Mevrouw Van der Toorn, wat is er dan met diversiteit?
‘In het ideale geval worden wetenschappers uitsluitend op hun prestaties beoordeeld. Toch lukt dat lang niet altijd, door bewuste en onbewuste vooroordelen. Van de Nederlandse afgestudeerden is bijvoorbeeld 53 procent vrouw, terwijl dat bij de hoogleraren nog geen vijftien procent is.’
Vissers zijn vooral man, jonge huisartsen vooral vrouw, en allebei doen ze belangrijker en beter betaald werk dan onderzoekers. Vanwaar toch altijd die belangstelling voor universiteiten?
‘Het klopt dat je in veel segmenten van de samenleving weinig diversiteit ziet, maar juist van wetenschappers zou je verwachten dat ze niet geplaagd worden door vooroordelen. Dat blijkt in werkelijkheid wel zo te zijn. Een van mijn co-auteurs deed een onderzoek waarin ze wetenschappers vroeg om een sollicitatiebrief te beoordelen. Als daar een jongensnaam boven stond, zagen ze de sollicitant als competenter, en boden ze hem een hoger startsalaris, dan bij een meisjesnaam. Zowel mannen als vrouwen deden dat, overigens.’
Hoezo dan? Er is toch niemand tegen vrouwen?
‘Er zijn allerlei subtiele psychologische mechanismen waardoor vrouwen en andere minderheden systematisch worden onderschat en talent verloren gaat. Als ik zeg: “wetenschapper”, dan ziet men in eerste instantie een blanke man voor zich. Dat is niet bewust, maar het heeft wel impact op wie er kansen krijgt in de wetenschap.’
In het Science-stuk pleiten jullie voor aanpak.
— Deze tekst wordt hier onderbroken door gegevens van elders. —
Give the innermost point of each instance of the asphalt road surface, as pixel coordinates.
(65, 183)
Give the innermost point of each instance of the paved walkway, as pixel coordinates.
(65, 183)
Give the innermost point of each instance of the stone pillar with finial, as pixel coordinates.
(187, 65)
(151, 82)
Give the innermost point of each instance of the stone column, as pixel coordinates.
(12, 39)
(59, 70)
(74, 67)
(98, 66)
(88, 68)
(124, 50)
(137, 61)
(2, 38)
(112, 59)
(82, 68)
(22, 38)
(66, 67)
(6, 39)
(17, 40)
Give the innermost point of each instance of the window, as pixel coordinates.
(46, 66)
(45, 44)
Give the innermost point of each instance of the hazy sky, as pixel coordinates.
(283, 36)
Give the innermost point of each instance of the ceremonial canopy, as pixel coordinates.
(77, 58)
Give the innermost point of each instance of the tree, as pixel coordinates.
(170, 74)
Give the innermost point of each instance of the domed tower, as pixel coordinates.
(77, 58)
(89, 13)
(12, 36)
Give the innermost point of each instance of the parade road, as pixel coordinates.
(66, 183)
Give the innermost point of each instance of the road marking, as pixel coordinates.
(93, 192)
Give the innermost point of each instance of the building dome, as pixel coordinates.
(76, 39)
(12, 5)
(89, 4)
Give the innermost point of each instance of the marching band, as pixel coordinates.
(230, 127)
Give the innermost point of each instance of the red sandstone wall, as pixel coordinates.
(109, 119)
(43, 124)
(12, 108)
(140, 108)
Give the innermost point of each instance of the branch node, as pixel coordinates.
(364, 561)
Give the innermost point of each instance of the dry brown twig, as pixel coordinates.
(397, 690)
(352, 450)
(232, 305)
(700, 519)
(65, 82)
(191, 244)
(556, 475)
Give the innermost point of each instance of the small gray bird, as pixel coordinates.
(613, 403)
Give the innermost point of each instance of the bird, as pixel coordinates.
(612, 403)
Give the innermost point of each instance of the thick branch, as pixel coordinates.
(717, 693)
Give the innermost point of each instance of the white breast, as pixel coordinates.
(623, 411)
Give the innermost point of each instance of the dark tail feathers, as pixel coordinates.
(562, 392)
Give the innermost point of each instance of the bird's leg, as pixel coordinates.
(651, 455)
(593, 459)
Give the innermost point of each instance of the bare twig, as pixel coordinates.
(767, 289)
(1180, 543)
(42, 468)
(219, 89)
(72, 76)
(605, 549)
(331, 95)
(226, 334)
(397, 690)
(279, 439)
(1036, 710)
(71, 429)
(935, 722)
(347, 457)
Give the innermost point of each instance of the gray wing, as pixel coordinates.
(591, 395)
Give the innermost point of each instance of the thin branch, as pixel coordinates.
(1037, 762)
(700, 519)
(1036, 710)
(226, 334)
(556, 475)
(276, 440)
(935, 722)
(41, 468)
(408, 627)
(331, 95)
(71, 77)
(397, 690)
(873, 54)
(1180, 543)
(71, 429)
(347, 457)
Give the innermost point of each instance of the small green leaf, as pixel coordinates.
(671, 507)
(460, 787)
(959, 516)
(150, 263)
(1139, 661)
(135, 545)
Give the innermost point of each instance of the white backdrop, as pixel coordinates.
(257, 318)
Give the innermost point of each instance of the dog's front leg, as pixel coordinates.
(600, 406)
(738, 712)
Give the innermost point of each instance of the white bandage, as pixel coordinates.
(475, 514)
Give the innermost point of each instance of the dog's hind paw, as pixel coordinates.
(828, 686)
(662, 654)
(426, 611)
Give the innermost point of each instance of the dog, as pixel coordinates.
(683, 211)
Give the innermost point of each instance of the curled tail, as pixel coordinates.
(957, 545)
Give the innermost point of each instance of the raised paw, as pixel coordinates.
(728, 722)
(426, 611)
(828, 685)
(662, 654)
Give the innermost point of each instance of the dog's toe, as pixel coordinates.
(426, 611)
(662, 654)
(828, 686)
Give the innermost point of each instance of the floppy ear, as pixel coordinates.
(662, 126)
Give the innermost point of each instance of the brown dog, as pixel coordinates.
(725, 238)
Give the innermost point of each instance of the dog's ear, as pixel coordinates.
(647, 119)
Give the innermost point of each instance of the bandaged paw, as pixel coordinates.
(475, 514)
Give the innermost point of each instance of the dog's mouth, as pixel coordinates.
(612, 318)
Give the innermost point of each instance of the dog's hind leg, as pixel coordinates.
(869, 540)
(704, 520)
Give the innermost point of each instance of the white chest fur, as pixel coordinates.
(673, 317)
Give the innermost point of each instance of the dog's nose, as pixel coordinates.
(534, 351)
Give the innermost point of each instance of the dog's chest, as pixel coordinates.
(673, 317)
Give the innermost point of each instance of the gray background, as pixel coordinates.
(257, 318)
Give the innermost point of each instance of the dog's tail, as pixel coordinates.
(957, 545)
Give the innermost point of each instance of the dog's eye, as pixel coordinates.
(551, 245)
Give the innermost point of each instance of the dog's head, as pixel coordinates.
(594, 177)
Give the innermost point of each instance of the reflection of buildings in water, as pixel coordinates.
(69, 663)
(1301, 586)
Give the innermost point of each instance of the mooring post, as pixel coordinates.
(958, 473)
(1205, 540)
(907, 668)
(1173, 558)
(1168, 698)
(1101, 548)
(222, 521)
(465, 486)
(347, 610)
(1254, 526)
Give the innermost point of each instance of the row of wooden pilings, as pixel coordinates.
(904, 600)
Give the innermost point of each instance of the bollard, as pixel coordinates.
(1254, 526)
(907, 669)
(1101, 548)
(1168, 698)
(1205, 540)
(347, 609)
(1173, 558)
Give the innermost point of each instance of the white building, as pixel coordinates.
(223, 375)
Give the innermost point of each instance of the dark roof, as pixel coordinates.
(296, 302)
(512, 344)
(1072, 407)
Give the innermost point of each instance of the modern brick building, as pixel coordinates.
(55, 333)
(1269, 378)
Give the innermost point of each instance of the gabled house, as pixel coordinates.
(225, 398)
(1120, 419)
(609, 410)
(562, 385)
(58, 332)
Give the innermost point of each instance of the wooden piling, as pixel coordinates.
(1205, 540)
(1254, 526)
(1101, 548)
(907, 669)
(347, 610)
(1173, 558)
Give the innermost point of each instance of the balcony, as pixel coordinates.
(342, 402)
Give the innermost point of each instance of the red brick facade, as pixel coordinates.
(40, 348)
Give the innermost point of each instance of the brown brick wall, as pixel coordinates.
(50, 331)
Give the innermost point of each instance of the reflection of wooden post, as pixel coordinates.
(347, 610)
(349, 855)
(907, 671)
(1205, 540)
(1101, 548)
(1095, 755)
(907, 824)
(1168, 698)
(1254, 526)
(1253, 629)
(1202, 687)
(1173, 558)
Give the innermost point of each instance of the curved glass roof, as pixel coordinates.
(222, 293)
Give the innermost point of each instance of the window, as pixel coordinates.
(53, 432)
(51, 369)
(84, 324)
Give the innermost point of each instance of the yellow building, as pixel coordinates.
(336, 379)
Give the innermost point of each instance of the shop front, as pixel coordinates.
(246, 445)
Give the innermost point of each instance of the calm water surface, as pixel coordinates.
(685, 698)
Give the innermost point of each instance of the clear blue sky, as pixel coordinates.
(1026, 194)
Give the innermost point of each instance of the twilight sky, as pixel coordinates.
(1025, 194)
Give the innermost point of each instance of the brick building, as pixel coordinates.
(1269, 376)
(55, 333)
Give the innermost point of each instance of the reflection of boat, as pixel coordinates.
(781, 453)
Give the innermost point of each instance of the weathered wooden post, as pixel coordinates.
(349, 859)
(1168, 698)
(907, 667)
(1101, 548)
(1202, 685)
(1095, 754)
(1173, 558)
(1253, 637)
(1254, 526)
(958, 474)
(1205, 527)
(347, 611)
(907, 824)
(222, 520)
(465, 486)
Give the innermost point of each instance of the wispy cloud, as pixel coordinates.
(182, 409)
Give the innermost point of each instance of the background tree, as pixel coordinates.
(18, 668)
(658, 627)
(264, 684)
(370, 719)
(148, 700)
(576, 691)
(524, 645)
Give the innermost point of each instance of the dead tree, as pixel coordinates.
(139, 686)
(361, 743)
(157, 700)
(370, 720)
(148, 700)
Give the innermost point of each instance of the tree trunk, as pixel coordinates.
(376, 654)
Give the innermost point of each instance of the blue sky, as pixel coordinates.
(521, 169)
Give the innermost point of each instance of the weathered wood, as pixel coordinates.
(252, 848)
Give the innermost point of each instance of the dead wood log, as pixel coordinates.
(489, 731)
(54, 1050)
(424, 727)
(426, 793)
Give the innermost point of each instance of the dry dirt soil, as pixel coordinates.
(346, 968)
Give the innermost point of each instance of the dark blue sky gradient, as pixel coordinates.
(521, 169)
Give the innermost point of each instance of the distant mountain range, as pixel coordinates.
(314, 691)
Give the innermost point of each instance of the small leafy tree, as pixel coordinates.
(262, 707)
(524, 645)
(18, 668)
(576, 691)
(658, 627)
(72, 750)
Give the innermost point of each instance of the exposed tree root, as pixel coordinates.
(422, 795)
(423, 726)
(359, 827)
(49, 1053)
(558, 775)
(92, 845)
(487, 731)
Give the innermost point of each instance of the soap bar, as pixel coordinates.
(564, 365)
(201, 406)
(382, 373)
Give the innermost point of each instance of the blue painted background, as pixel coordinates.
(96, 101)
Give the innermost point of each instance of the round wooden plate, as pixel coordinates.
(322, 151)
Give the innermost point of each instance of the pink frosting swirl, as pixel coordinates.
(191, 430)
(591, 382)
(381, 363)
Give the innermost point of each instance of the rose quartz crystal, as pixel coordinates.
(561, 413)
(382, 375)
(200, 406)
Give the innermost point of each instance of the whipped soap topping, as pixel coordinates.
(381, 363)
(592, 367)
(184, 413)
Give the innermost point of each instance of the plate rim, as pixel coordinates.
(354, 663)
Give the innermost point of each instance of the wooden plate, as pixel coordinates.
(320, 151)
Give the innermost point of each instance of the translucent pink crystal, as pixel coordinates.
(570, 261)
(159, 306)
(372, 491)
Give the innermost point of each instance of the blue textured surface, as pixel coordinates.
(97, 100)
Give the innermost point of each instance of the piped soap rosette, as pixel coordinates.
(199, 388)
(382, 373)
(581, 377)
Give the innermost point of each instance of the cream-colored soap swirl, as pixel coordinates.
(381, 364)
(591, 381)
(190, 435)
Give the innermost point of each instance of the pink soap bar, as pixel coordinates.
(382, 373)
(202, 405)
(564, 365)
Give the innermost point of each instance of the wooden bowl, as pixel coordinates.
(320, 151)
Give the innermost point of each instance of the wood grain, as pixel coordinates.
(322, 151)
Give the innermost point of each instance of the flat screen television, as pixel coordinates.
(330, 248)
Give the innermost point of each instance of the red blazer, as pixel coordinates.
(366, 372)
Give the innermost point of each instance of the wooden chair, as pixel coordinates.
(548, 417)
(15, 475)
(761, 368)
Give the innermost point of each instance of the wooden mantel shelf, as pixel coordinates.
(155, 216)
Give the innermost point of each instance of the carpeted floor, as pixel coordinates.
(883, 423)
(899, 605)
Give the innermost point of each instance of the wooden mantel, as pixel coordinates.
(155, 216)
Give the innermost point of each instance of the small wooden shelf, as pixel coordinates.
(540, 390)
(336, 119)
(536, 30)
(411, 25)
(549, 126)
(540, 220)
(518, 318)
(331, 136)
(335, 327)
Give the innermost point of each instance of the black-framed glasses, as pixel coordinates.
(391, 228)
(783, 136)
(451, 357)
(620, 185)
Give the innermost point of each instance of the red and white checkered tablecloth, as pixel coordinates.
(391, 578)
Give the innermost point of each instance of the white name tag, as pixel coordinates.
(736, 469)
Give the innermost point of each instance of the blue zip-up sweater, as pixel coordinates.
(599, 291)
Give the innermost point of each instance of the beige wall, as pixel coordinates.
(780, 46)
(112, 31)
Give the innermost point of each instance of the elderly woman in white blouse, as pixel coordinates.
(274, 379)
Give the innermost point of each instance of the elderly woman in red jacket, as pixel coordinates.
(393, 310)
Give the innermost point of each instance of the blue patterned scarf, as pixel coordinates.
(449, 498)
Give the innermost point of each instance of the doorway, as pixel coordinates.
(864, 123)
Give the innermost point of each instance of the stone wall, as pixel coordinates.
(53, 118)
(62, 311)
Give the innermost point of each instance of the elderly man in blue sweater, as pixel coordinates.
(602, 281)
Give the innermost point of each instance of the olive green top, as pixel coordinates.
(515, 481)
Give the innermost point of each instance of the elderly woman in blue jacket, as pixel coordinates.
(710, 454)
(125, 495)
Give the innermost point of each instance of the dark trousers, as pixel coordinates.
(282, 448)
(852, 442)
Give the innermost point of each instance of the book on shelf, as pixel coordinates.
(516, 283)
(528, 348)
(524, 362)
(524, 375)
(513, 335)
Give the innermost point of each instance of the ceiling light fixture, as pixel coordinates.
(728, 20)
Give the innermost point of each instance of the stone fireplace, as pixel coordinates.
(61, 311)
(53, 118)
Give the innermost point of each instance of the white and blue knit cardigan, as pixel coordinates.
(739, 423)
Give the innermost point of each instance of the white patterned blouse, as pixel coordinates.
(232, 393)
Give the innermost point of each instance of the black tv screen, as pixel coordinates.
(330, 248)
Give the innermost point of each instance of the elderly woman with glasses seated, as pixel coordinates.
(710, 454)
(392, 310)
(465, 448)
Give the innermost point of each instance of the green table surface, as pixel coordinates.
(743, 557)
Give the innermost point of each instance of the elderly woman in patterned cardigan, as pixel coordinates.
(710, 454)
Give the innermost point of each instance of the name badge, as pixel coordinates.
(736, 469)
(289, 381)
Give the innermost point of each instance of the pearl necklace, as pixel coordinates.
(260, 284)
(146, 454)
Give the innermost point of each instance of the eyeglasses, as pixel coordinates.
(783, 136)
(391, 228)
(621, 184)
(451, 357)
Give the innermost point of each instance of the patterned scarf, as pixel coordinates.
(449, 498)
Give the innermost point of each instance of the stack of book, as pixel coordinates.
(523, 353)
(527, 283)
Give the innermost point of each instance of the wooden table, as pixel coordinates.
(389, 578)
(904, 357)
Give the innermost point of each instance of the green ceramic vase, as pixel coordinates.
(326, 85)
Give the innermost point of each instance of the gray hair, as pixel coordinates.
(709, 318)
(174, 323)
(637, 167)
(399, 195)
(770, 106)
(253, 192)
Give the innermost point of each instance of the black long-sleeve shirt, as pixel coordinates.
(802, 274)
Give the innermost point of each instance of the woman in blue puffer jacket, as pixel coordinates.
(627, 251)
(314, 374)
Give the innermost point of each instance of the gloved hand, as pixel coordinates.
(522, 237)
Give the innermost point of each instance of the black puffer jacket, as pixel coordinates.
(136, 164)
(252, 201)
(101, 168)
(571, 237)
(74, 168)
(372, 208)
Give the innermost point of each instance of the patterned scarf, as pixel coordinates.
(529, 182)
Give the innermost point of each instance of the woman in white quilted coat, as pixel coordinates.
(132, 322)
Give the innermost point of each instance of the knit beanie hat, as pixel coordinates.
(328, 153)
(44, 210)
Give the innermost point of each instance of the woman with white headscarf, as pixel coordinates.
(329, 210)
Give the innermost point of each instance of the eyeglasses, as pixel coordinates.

Welke?
‘Interventies moeten gebaseerd zijn op wetenschappelijke kennis, en mensen ertoe aanzetten actief aan de slag te gaan met deze kennis. Ze moeten juist niet ingaan op de schuldvraag - als je met een vingertje gaat wijzen, schieten mensen alleen maar in de verdediging. En ze moeten systematisch het effect van de interventie bijhouden.
Aan evaluaties schort het nog wel eens, lees ik. Wat is er moeilijk?
‘Er worden een hoop trainingen ontwikkeld, die vervolgens niet uitgebreid geëvalueerd worden. Ik denk dat wetenschappers dat bij uitstek kunnen doen. Wat moeilijk is, is het wegnemen van vooroordelen maar gelukkig weten we door onderzoek al een heleboel.’
De Universiteit Leiden trekt hard aan haar diversiteitsbeleid. Kan dat onderzoek hier niet?
‘Dat is een goed plan. Er gebeurt al veel: zo is er een diversity officer aangesteld, die specifiek aan de slag gaat op basis van wetenschappelijke kennis over dit probleem. Ook is er een universiteitsbrede stuurgroep diversiteit die onder andere diversiteitsworkshops organiseert en een belangrijke notitie produceerde.
En een vrouwencharter, en homorechteninitiatief Workplace Pride. Maar hoe onderzoek je nou of zoiets werkt, of vrijblijvend bestuurdersgeneuzel is?
‘Je kunt percentages met landelijke gemiddelden vergelijken of kijken of het groeitempo stijgt. Als je het goed wilt doen, moet je zowel voor- als nametingen doen en een controlegroep hebben die bijvoorbeeld een bepaalde training niet gevolgd heeft.’
En als we eenmaal diverser zijn, wat dan?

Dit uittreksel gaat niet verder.